What will the world be like in 2050? Which countries will be the dominant forces? And what about our resources? The World in 2050, written by Laurence Smith, predicts the answers to all of these questions and more by acting as a Thought Experiment.
In this thought experiment, Smith examines four global forces “that have been busily shaping our 2050 world for tens to hundreds of years:”
- humans’ growing demand of natural resources, services, and the gene pool of our planet
- climate change
According to Smith’s book, all lands and oceans located 45 degrees N latitude or higher will undergo an alteration—“making them a place of increased human activity, higher strategic value, and greater economic importance than today.” (For good and ill) Labeled as the “New North,” this area currently comprises eight countries: United States, Canada, Iceland, Greenland (Denmark), Norway, Sweden, Finland, and Russia.

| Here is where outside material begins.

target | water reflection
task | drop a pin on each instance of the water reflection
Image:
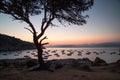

One of the really cool things about this book is the chapter titles—take for example Martell’s Hairy Prize. And, each opening to a chapter is told with such an interesting narrative. This isn’t just a bunch of pages filled with numbers.
What I especially find interesting is the book’s take on our looming water crisis. As I have long feared an outbreak of destructive wars over this source of vitality, which every living being needs. The World in 2050 offers a solution to this problem that I had never before considered. I’ll give you a hint so that you can find out for yourself: The water crisis is also about information.
You may not agree with everything in this book. But, I’ll tell you one thing. I haven’t been able to stop thinking about the importance of Smith’s last question addressed to himself and his readers: “What kind of world do we want?”